Lors de la diffusion des vidéos, chaque personne pourra quitter la salle d’audience si elle le souhaite. Photo Libre / Unsplash
Les plaies sont toujours vives. Il y a six ans, le massacre perpétré par Mohamed Lahouaiej Bouhlel le 14 juillet 2016, sur la promenade des Anglais, à Nice, a causé la mort de 86 personnes et fait 400 blessés. Le procès, débuté le 2 septembre, se poursuit avec un choix fort de la part de la Cour. Les vidéos du parcours sanglant du camion mises à disposition par les caméras de vidéosurveillance vont être visionnées à l’audience, jeudi 15 septembre.
Quatre minutes et dix-sept secondes d’horreur durant lesquelles les victimes pleurent, crient, ou agonisent. Au terme d’une semaine de débats mouvementés, Laurent Raviot, président de la cour d’assises spéciale de Paris, a finalement tranché en faveur d’un groupe de parties civiles favorable à cette requête. « Il est essentiel de confronter les accusés aux conséquences de leurs actes. C’est une étape importante dans leur reconstruction, les victimes vont pouvoir faire entendre leur voix, exprimer leur douleur face aux accusés », plaide dans Libération Me Virginie Le Roy, une des deux avocates de l’association Promenade des Anges.
La position de l’avocate n’est toutefois pas partagée par toutes les parties civiles. Des victimes continuent de se constituer parties civiles. Leur multiplication entraîne une mosaïque de ressentis contradictoires, tantôt hostiles, tantôt favorables à la diffusion des vidéos. Si des voix s’élèvent pour affirmer que les images ne participeraient en rien à la manifestation de la vérité, Me Emmanuelle Haziza, avocate pénaliste au barreau de Lyon, tient un discours plus nuancé : « Bien que l’effroi chez les proches des victimes soit considérable, on a des vidéos qui sont des éléments de preuve. Le choix de la cour d’assises donne la coloration au dossier qui possède un intérêt national. »
La diffusion de ces vidéos suscite la réticence des avocats de la défense, qui craignent une confusion de la responsabilité pénale du terroriste avec celle des accusés. Aucun des huit mis en cause n’est jugé pour complicité, faute de preuves. Trois d’entre eux comparaissent pour « association de malfaiteurs terroriste criminelle », un crime passible de 20 ans de réclusion criminelle. Toute la complexité de l’audience réside dans le fait que l’auteur de l’attentat ne soit pas jugé, les forces de l’ordre l’ayant abattu à l’issue de son crime. Un cas similaire à celui du procès de Charlie Hebdo où les frères Kouachi avaient été abattus par le GIGN.

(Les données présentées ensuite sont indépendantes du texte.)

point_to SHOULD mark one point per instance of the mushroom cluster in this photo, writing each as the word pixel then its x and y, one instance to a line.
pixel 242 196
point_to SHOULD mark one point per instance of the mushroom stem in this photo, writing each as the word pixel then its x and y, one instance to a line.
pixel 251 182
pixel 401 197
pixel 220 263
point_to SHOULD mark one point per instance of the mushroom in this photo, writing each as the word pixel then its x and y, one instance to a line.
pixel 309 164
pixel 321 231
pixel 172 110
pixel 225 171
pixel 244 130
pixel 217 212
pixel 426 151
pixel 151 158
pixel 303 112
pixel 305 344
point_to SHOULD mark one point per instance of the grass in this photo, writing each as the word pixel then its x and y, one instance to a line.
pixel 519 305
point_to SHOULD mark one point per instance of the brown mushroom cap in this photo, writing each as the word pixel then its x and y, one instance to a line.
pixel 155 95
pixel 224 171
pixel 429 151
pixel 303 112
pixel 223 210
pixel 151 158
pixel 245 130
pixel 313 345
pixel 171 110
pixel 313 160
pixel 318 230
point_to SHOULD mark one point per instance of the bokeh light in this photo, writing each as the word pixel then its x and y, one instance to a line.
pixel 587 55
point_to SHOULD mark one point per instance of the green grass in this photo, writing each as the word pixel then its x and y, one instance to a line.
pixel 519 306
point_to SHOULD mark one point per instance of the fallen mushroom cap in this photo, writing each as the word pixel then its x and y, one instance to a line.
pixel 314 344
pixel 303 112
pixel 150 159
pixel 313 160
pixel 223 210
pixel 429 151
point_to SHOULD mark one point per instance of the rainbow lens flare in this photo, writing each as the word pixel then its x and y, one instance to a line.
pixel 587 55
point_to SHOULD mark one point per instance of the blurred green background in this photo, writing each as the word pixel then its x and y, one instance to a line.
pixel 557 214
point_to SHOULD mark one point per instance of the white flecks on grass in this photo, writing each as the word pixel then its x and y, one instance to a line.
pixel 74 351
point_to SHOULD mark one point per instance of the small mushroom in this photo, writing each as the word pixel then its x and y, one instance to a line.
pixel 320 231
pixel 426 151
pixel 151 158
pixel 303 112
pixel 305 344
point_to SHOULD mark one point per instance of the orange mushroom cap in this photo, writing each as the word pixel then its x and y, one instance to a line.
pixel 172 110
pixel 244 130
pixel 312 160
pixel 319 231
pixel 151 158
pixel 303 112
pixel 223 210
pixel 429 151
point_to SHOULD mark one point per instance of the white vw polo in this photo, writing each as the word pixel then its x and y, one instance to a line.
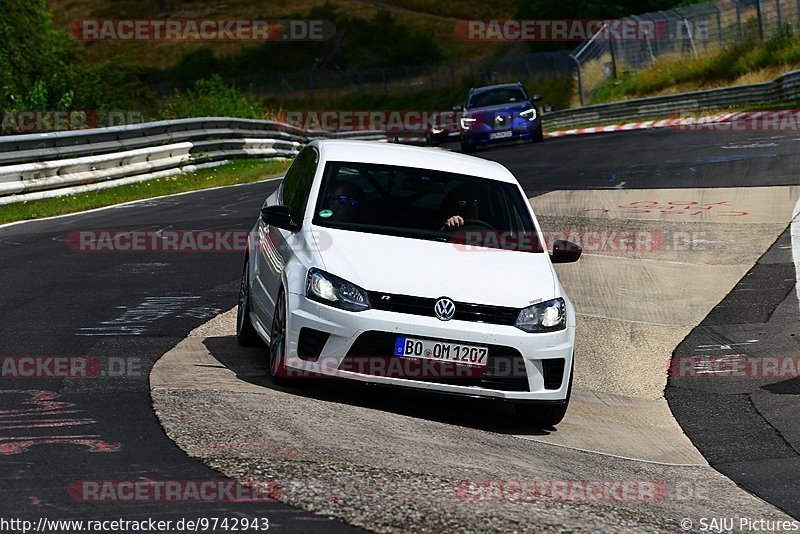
pixel 410 267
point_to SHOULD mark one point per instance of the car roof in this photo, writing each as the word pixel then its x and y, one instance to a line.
pixel 485 88
pixel 411 156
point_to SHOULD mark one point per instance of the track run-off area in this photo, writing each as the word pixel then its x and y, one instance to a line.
pixel 690 263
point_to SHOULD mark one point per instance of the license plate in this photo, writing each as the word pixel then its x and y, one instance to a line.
pixel 426 349
pixel 500 135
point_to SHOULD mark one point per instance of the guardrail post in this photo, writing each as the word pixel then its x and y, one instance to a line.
pixel 739 20
pixel 798 14
pixel 580 80
pixel 611 45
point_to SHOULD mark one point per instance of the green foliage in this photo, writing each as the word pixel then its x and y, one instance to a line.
pixel 213 98
pixel 782 49
pixel 44 69
pixel 557 93
pixel 357 43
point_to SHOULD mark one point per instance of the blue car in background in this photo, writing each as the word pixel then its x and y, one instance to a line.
pixel 498 113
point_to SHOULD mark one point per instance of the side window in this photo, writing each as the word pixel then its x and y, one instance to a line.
pixel 297 182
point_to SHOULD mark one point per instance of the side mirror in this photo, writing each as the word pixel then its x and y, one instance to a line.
pixel 565 252
pixel 280 216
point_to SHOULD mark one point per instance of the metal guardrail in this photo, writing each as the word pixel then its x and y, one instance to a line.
pixel 785 89
pixel 47 165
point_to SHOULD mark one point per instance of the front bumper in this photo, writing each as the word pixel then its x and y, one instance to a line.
pixel 523 366
pixel 486 137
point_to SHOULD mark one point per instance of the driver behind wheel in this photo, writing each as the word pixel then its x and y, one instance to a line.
pixel 461 204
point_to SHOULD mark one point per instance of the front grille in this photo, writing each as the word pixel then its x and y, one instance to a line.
pixel 553 370
pixel 310 343
pixel 373 354
pixel 478 313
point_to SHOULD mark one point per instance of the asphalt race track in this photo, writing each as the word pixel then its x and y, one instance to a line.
pixel 134 307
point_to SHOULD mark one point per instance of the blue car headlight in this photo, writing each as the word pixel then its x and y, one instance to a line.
pixel 529 114
pixel 548 316
pixel 334 291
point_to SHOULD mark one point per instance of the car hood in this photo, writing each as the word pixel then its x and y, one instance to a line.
pixel 433 269
pixel 491 111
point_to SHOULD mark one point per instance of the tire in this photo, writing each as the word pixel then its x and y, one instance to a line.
pixel 547 416
pixel 245 333
pixel 538 136
pixel 276 355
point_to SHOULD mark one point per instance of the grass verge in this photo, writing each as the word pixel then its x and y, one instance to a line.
pixel 236 172
pixel 742 63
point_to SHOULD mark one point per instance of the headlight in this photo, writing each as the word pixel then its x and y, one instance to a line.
pixel 329 289
pixel 529 114
pixel 543 317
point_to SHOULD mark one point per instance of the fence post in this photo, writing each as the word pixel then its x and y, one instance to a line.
pixel 739 20
pixel 798 14
pixel 611 44
pixel 691 36
pixel 580 80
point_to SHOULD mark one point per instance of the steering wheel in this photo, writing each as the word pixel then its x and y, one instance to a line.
pixel 476 222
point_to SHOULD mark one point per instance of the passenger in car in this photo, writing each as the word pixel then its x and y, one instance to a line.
pixel 461 204
pixel 346 203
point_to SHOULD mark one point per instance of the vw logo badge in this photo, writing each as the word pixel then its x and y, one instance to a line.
pixel 444 309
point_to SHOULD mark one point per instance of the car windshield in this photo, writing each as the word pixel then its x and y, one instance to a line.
pixel 417 203
pixel 497 97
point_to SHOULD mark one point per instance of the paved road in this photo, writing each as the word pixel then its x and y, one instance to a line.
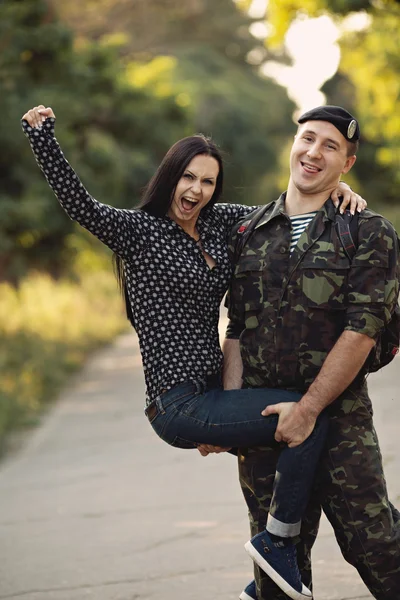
pixel 95 506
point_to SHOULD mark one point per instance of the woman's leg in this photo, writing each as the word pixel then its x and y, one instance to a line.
pixel 233 418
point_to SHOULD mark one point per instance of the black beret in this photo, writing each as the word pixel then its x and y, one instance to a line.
pixel 339 117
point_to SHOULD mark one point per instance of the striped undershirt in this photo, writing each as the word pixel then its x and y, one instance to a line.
pixel 299 224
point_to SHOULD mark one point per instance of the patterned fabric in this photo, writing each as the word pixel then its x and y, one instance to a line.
pixel 299 224
pixel 351 489
pixel 289 310
pixel 175 296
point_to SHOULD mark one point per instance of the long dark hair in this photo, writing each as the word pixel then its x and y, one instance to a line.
pixel 159 192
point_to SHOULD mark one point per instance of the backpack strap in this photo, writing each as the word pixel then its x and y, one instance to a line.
pixel 246 229
pixel 346 226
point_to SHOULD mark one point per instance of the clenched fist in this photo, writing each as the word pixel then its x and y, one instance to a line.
pixel 37 115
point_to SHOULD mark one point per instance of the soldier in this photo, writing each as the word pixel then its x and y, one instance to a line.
pixel 303 317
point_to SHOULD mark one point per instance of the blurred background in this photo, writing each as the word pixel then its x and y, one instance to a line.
pixel 126 79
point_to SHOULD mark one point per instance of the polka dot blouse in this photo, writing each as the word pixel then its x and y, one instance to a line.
pixel 175 296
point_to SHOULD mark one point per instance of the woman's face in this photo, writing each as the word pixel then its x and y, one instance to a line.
pixel 194 190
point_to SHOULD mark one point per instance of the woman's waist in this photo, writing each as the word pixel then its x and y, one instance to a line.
pixel 186 388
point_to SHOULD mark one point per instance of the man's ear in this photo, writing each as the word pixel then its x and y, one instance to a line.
pixel 349 163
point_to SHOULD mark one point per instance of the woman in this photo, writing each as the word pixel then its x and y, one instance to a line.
pixel 174 265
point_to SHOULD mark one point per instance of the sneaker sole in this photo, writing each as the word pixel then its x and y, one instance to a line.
pixel 274 575
pixel 244 596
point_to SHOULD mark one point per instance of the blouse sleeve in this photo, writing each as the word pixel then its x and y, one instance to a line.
pixel 124 231
pixel 232 213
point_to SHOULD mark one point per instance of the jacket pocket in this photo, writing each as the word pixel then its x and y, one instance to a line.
pixel 248 283
pixel 325 288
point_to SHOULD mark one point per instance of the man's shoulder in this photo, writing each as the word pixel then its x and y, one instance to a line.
pixel 376 221
pixel 240 227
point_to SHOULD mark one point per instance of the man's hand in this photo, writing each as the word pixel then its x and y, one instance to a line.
pixel 206 449
pixel 294 425
pixel 37 115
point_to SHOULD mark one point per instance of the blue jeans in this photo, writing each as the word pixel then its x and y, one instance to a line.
pixel 194 413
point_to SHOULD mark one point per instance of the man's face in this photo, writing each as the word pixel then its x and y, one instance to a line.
pixel 318 157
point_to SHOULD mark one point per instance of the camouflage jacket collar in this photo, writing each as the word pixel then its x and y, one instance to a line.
pixel 313 232
pixel 328 211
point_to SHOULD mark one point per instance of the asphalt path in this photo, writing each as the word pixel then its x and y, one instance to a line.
pixel 94 505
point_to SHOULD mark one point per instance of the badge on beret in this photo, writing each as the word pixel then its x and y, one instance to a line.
pixel 351 129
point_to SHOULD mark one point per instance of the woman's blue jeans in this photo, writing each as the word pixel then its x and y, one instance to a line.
pixel 194 413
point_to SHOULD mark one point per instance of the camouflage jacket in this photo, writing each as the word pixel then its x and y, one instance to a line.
pixel 288 310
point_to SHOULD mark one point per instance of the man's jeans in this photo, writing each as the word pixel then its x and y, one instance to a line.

« Ma principale réserve porte sur les jurés, auront-ils assez de distance face aux événements ? Il y a un risque de faire peser des culpabilités qui sont celles du terroriste et non celles des personnes à la barre », craint Me Emmanuelle Haziza. La diffusion de vidéos lors d’audiences judiciaires s’avère néanmoins de plus en plus fréquente dans le droit commun. « Dans les cas de violences conjugales, c’est une pratique assez répandue. Des témoins ou la victime filment la scène avec leur téléphone. Il s’agit d’un moyen de preuve plutôt fiable et efficace », poursuit-elle. L’écueil « du voyeurisme et du sensationnalisme », évoqué sur France 24 la semaine dernière par Laurent Raviot, reste une dérive dont il faut s’affranchir. L’audience du jour marque une nouvelle étape d’un marathon judiciaire qui ne s’achèvera que dans 54 jours.